А потом уходит эта таинственная женщина. Как и прежде, в воздухе она легко растворяется, исчезает, растаяв подобно льдинке. Кажется, будто и не было ягши, не приходила она. Только один тягучий запах после ее прихода остается, служа напоминанием. А пахнет всюду травой, согретой на солнце и теплым летним ливнем.
Наваждение с него спадает. И мужчина чувствует себя будто проснувшимся от колдовского сна.
– Да… – только и может он вымолвить.
Открывает окно, подставляя разгоряченное лицо студеному ветру. Снежинки, кружась, оседают на его протянутые руки и тают, соприкасаясь с жаркой кожей. А снег все идет, кутая ровным слоем блестящие крыши домов.
В покои входит немолодая служанка, принося ему ужин. Накрывает на стол, аккуратно расставляя серебреные столовые приборы. Как поздно она пришла…
Вдруг хозяин задает ей вопрос:
– Ты убирала травы, что приносила ведунья? – дотошно он допытывается до прислуги.
– Нет, сиятельный. Желаете, чтобы новых я принесла? Все помню я, она мне сказала … Полынь, крапива, ветви ивы, чертополох, зверобой, березовый цвет … – перечисляет служанка.
– Не стоит… Оставь меня, – приказывает Вингель Альвель. Его просьба немедленно выполняется.
Лорд берет в руки оставленные ведуньей растения и начинает их перебирать. А среди них, знакомых, что змея, таится неведомая гладкая ветвь. Сиятельный может поклясться – такой ведунья ему для защиты не приносила. И свежая… Словно сегодня ее срезали ножом. Гибка эта ветвь и красна, а на ней виднеются округлые, блестящие листья и белоснежные цветы…
Еще она кажется знакомой Альвелю. Где только он мог ее встретить?.. Но знахарем ему быть не нужно, чтобы понять – именно с помощью этого растения ведьма снова вошла в его дом. Альвель усмехается. А ведь прежде он отнесся с иронией к странной причуде жены защитить дом от злых пугающих духов. Считал лорд все ведовство ложным и лживым суеверием. Только вот оно как оказалось… Жаль, помочь все равно не сумело. Супруга не уберегла его от ведьминских, приставучих чар.

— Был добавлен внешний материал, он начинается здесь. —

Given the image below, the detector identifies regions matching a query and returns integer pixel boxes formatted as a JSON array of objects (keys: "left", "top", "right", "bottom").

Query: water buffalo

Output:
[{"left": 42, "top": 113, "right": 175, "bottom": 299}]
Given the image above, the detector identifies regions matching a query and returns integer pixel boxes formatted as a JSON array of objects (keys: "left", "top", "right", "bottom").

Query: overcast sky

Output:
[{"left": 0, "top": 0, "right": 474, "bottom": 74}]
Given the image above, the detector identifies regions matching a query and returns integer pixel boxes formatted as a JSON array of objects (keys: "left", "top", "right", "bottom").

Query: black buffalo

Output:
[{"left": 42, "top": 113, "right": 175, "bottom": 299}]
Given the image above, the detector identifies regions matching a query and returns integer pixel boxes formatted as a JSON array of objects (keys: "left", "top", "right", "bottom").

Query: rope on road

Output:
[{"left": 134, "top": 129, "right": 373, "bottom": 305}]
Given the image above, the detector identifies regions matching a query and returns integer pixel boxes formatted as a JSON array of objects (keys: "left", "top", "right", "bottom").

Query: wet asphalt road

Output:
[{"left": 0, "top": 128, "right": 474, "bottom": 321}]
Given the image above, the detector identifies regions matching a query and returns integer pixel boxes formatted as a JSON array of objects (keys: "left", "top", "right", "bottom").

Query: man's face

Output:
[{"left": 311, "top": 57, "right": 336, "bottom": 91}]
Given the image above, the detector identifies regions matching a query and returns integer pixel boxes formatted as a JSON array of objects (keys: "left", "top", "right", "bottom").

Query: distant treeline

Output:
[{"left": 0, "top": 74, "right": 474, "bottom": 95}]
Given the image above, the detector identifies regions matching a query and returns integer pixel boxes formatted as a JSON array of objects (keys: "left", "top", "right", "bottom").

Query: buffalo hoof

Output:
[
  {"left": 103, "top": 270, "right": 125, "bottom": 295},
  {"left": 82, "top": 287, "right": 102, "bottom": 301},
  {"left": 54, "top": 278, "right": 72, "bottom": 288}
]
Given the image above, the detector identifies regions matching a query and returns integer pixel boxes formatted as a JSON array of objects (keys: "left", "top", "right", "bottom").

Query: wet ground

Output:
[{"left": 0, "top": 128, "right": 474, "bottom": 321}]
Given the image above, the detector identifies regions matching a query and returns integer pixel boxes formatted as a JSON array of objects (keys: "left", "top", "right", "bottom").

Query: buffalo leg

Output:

И лорд с нежностью кутает ветвь в клочок алого старого шелка. Ночь обещает ему быть тревожной…
***
В библиотеке Дарий усердно учит меня грамоте. В глазах у меня рябит от мелких строчек. А ведь его уроки длинные и сложные.
От айвинца сегодня веет странно тревожно. Его взгляд непривычно хмур и тяжел. И смотрит на меня так… пронизывающе. Словно дурная разгадка таится во мне. Затем он решается со мной заговорить:
– Вы говорили, будто не знаете, что с моим братом случилось.
– Да, – холодно отвечаю.
Дарий молчит, и тишина эта ранит меня острее кинжала. Она, словно ледяная стена между нами, повиснув, стоит.
– Ложь, – вдруг уверенно мне сообщает.
Это слово для меня, что тяжелый удар. Оно наотмашь бьет. Больно.
– Вы и Таррум что-то скрываете, – говорит Дарий, – Но мне все равно. Только знайте одно – я вам не верю.